After revealing and rolling out some of these features to Android Beta testers last month, WhatsApp has announced a full list of new voice note features.
This follows additions to voice note functionality in 2021, which allowed users to increase playback speeds up to double, which was a life-changing quality-of-life upgrade for when that coworker can’t get to the point, or that friend simply must give you all the details to their latest story.
The new features include:
Out of chat playback: This will allow you to keep listening to a voice note while reading and responding to other chats.
Remember playback: Voice messages will remember when you paused them and left the chat so that you can pick up where you left off. Coupled with the new feature above, this helps prevent you getting locked into listening to that seven-minute voice note all at once, or at least allow you to multi-task while you do.
Pause/resume recordings: You can pause while recording voice notes and then resume when ready. This addition is great for allowing the sender to gather their thoughts, and prevent listeners from sitting through the meandering rambling that long voice messages tend to get clogged up with.
Draft preview: This will allow you to more effectively listen to your voice notes before sending them.
Fast playback on forwarded messages: While playback speeds of 1.5x or 2x are already available for regular voice notes, this will extend that functionality to forwarded messages as well.

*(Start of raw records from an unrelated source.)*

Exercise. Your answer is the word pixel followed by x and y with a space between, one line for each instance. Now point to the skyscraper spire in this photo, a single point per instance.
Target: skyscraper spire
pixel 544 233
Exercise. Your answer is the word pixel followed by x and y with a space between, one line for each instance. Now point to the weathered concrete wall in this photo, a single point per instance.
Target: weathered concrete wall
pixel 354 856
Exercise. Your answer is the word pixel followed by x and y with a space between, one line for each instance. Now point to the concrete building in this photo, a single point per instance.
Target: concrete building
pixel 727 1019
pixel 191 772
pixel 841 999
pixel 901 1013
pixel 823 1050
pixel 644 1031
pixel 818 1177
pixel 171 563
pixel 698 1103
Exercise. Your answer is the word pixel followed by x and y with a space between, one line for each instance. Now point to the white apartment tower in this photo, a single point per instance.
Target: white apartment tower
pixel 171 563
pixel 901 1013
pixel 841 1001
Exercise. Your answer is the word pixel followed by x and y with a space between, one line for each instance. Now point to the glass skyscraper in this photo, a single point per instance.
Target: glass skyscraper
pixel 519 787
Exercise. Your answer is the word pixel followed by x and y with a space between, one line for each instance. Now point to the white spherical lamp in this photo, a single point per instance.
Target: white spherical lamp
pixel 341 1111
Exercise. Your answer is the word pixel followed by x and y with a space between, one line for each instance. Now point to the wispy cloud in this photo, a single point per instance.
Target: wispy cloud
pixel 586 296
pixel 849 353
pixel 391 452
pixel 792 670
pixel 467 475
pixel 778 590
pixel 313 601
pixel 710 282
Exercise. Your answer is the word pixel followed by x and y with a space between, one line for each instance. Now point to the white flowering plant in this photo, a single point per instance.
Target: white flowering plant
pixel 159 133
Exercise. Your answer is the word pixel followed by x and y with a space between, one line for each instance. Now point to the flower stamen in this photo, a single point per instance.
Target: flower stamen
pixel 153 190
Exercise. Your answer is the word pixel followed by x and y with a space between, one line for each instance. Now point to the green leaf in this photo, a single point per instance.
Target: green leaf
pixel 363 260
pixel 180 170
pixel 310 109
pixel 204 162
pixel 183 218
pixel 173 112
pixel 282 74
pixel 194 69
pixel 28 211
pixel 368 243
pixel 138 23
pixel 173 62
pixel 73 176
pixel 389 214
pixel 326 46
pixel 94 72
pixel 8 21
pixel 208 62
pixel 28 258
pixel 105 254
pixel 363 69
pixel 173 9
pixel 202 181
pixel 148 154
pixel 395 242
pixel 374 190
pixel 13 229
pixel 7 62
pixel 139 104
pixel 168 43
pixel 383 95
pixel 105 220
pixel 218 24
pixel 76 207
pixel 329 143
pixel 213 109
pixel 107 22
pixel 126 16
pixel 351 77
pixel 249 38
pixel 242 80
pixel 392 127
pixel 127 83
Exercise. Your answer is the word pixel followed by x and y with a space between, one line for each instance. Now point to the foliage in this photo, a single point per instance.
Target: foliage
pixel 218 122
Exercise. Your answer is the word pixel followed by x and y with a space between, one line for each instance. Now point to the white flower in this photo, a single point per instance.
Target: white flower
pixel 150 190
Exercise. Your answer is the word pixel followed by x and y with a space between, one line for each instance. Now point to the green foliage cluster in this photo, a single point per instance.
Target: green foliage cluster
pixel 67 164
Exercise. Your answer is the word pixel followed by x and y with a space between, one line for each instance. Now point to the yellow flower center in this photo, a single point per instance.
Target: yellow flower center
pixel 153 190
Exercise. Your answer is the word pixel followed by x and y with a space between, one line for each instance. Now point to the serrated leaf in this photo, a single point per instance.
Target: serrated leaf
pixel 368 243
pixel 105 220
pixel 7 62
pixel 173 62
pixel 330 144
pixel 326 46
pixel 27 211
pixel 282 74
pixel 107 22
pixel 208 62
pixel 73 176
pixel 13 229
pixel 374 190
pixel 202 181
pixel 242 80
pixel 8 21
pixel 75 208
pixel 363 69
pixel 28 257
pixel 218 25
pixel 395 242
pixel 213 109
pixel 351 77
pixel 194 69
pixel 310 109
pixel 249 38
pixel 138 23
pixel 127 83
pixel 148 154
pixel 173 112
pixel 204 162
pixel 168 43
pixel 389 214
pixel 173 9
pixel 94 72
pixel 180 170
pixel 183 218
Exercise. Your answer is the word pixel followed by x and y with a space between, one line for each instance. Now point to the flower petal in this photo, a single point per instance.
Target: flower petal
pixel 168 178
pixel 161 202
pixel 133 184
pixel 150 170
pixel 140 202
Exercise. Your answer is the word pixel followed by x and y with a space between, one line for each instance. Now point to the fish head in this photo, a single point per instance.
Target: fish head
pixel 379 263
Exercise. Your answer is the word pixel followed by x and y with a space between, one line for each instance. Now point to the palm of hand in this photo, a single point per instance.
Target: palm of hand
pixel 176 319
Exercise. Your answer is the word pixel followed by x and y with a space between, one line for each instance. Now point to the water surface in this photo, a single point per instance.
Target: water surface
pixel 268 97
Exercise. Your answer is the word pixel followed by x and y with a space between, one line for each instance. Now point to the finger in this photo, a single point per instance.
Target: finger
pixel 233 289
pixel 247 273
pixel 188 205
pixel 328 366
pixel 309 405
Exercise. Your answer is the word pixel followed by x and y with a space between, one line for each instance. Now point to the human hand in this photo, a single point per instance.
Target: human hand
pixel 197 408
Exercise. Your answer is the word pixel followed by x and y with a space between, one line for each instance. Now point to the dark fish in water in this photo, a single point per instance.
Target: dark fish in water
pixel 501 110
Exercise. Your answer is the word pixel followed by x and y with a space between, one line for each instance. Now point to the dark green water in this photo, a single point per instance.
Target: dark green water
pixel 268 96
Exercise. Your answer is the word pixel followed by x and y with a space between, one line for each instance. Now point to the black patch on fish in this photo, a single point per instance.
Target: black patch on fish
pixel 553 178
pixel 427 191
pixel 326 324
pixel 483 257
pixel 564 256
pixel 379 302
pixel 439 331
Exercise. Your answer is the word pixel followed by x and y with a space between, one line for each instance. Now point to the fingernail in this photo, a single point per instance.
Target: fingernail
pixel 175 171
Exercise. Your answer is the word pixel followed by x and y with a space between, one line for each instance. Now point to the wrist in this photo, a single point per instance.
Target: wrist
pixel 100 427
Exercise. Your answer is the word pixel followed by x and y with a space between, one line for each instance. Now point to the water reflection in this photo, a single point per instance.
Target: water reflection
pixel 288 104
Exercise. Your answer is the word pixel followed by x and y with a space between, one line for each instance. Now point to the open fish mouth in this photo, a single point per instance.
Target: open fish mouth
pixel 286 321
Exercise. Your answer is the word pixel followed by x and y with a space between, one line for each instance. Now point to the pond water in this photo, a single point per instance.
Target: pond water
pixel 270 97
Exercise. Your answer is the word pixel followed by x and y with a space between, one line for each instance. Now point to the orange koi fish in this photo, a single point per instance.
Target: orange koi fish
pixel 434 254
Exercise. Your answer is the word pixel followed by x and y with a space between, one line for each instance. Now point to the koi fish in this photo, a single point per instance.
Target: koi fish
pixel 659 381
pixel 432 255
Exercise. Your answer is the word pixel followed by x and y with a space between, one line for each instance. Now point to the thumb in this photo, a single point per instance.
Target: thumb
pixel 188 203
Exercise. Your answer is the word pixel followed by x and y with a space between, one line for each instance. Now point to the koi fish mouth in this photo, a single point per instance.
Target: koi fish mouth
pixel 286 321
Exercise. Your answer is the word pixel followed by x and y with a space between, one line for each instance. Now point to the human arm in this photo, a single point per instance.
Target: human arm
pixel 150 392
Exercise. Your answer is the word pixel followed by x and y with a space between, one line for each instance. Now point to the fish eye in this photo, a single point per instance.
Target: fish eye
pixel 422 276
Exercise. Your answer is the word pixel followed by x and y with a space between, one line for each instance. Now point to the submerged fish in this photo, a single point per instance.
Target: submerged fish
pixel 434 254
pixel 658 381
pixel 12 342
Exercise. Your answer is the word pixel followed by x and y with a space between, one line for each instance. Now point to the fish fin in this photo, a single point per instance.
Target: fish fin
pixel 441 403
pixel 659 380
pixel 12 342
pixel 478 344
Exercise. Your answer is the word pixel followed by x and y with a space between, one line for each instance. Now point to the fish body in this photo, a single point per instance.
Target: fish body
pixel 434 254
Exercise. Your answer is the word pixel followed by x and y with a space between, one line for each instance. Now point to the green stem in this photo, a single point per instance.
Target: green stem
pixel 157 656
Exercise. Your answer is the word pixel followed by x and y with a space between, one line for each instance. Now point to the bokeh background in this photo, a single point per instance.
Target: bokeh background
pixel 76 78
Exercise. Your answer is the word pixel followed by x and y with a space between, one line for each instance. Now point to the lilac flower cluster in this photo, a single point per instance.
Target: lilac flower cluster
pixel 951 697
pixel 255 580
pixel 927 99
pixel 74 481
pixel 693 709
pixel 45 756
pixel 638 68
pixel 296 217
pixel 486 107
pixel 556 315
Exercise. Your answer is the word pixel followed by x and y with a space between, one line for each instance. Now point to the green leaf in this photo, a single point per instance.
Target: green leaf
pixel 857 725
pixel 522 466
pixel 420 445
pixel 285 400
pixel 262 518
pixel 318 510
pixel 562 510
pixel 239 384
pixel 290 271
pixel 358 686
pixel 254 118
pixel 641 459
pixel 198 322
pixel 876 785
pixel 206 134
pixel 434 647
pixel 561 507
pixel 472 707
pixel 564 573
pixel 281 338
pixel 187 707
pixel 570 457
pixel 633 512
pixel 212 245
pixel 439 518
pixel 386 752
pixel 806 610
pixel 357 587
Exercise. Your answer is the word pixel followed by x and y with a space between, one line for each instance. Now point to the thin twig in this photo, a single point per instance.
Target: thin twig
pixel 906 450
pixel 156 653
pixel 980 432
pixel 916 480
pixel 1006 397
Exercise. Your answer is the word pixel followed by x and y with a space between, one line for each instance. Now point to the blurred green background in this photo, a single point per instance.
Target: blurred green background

Waveform visualisation: This feature was the first to be flighted and will have already rolled out to many users. This adds a waveform to voice note playback, which is incredibly useful for skimming voice messages to find specific parts or skipping long silences.
WhatsApp boasts that seven billion voice messages are sent daily on the platform, which is not hard to believe. Despite the majority of our interaction with the digital world being done through written text, it is often either more natural or more efficient to express oneself through speech.
Whether it’s a message that needs to be sent on the move and one-handed, or back-and-forth thoughts about a nuanced issue, the utility of voice-based messaging is clear and unlikely to change soon.
These new features will go a long way to making that process easier for both senders and listeners in the coming weeks.